De la Fuente has long said he prefers Pedri closer to the opposition box, where his guile can hurt teams most. He has praised the 21-year-old for “always setting a very good tone, whether he’s in top form or not”.
Yet his recent comments hint at another plan: using Pedri as the closer, not the conductor.
After the Belgium game, the coach suggested that Pedri could “benefit from Fabián’s work” – the running, the pressing, the constant shuttling that wears opponents down. The implication is clear. Let Fabián punch the holes. Then unleash a fresh Pedri when the spaces are too big to plug.
“It’s essentially teamwork,” De la Fuente said. And in this Spain side, that is not a platitude. It is the organising principle.
A Luxury Problem With High Stakes
Selflessness has become Spain’s defining strength at this tournament. Big names accept smaller roles. Match-winners wait their turn. The collective trumps the badge on anyone’s chest.

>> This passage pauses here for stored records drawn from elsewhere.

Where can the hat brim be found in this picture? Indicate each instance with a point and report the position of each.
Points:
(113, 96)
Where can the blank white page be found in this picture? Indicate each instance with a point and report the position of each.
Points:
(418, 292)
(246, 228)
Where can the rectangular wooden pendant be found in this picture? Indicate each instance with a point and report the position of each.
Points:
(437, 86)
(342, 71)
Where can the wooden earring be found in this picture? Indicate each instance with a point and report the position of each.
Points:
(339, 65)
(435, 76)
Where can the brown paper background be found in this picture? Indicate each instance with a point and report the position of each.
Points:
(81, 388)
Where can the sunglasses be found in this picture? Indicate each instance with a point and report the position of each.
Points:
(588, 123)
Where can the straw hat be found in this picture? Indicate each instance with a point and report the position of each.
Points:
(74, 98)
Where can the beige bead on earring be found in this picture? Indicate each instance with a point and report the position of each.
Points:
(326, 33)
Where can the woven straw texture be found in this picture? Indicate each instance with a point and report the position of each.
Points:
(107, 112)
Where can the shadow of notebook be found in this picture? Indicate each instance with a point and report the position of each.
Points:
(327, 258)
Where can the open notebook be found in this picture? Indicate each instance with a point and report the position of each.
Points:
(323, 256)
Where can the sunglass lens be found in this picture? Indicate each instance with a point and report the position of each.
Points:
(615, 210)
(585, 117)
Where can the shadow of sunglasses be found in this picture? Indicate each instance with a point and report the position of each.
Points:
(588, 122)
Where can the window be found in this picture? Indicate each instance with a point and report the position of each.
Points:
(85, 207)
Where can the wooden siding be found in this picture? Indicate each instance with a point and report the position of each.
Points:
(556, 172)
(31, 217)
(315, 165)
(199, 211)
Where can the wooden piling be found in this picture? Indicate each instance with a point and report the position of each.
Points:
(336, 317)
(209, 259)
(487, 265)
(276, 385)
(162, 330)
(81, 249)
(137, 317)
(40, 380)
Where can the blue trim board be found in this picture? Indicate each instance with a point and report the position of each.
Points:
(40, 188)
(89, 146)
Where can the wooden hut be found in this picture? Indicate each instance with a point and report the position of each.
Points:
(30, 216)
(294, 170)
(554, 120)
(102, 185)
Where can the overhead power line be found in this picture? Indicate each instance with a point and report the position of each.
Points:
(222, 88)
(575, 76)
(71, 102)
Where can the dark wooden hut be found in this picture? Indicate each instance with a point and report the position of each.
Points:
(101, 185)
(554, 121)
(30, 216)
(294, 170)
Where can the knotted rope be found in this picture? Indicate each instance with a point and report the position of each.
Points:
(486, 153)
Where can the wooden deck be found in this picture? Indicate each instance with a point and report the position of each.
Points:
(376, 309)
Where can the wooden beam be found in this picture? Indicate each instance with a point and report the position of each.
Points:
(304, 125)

That is why Pedri’s reduced status feels so jarring and so logical at the same time. It is strange to see his place openly debated. It is equally hard to argue with a coach who has guided this group to a European title and now to the brink of a World Cup final.
“France have already shown some extraordinary, exceptional potential, but we have too, so I think the game is very open,” De la Fuente said. “It will require fresh, energetic players, and it will require us to be the best version of ourselves.”
Somewhere inside that sentence lies Pedri’s challenge.
Spain do not just need the best version of themselves against France. They may need the best version of him. The question is whether that version still lives in the shirt of his country, or only in the colours of his club.